TwinCompass: A multi-criteria and hybrid reasoning decision support framework for Digital Twin engineering in Cyber–Physical Systems


Marah H., TEZEL B. T., Challenger M., Vangheluwe H.

Journal of Industrial Information Integration, cilt.52, 2026 (SCI-Expanded, Scopus) identifier

  • Yayın Türü: Makale / Tam Makale
  • Cilt numarası: 52
  • Basım Tarihi: 2026
  • Doi Numarası: 10.1016/j.jii.2026.101128
  • Dergi Adı: Journal of Industrial Information Integration
  • Derginin Tarandığı İndeksler: Science Citation Index Expanded (SCI-EXPANDED), Scopus, Compendex, INSPEC
  • Anahtar Kelimeler: Cyber–Physical Systems, Decision support, Digital Twins, LLM, MCDM, Neuro-symbolic, Recommendation
  • Dokuz Eylül Üniversitesi Adresli: Evet

Özet

The design and development of Digital Twins (DTs) for Cyber–Physical Systems (CPS) entail navigating a vast decision space that encompasses choosing appropriate modeling paradigms, formalisms, computational tools, architectural patterns, deployment frameworks and strategies, and compliance standards.
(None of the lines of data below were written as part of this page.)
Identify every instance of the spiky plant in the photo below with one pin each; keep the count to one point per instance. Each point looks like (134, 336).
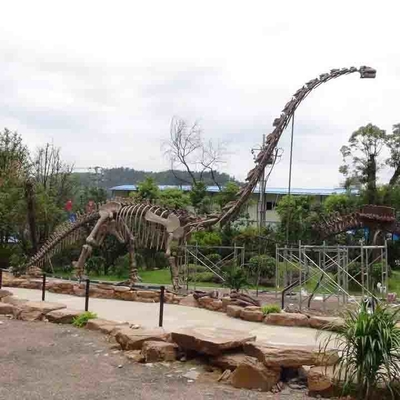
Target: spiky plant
(369, 351)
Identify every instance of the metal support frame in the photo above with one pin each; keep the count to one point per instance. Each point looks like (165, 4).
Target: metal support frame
(196, 254)
(331, 265)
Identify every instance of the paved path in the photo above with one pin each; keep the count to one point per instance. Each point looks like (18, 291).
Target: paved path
(175, 316)
(60, 362)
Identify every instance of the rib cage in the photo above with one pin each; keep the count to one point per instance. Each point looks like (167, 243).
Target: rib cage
(280, 123)
(65, 235)
(375, 217)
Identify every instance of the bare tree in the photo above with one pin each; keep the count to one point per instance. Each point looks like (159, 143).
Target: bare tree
(186, 148)
(52, 173)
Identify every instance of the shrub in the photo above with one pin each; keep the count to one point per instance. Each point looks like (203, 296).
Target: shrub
(95, 265)
(204, 277)
(236, 279)
(270, 308)
(368, 345)
(263, 264)
(82, 319)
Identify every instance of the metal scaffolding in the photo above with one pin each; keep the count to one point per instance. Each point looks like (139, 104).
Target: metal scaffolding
(344, 272)
(200, 255)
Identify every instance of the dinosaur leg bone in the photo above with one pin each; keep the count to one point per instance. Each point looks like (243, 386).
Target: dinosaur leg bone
(133, 275)
(80, 264)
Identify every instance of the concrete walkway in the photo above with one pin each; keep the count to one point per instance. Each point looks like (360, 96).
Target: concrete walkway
(175, 316)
Current DT engineering practices predominantly rely on ad-hoc expert judgment and domain-specific experience, lacking systematic frameworks that integrate structured decision-making processes informed by established domain knowledge and expertise, and supported by advanced reasoning capabilities. This paper introduces TwinCompass, a multi-criteria and hybrid neuro-symbolic decision-making recommendation framework that synergistically combines Multi-Criteria Decision Making (MCDM) methods with Large Language Model (LLM)-based reasoning and symbolic logical inference. TwinCompass leverages a structured and hierarchical decision data model that encapsulates expert DT domain knowledge, represented as decision alternatives, each characterized by a well-defined set of features (criteria). To fundamentally resolve the cognitive bottleneck of manual criteria weighting in MCDM, TwinCompass provides both manual expert-driven and automated LLM-based judgment mechanisms, enabling scalable, adaptive, and context-aware recommendation generation. Furthermore, the framework incorporates a deterministic logical reasoning layer that strictly validates configurations against dependency constraints, compatibility, and prerequisites, ensuring coherent and structurally consistent DT designs. A comprehensive evaluation, including performance analysis of parsing data models, consistency validation of judgments, execution-time correlation analysis, and a qualitative assessment by 20 domain specialists, demonstrates the framework's effectiveness. The empirical results confirm that TwinCompass provides robust decision support, achieving high data-readiness scores under strict filtering conditions. These findings establish the reliability of its recommendations and its suitability for industrial-scale engineering. By addressing this critical gap in the complexity of designing and deploying DTs throughout their lifecycles, this research provides a principled, transparent, and automated decision-making approach that integrates expert knowledge with computational intelligence to support informed, advisable engineering choices.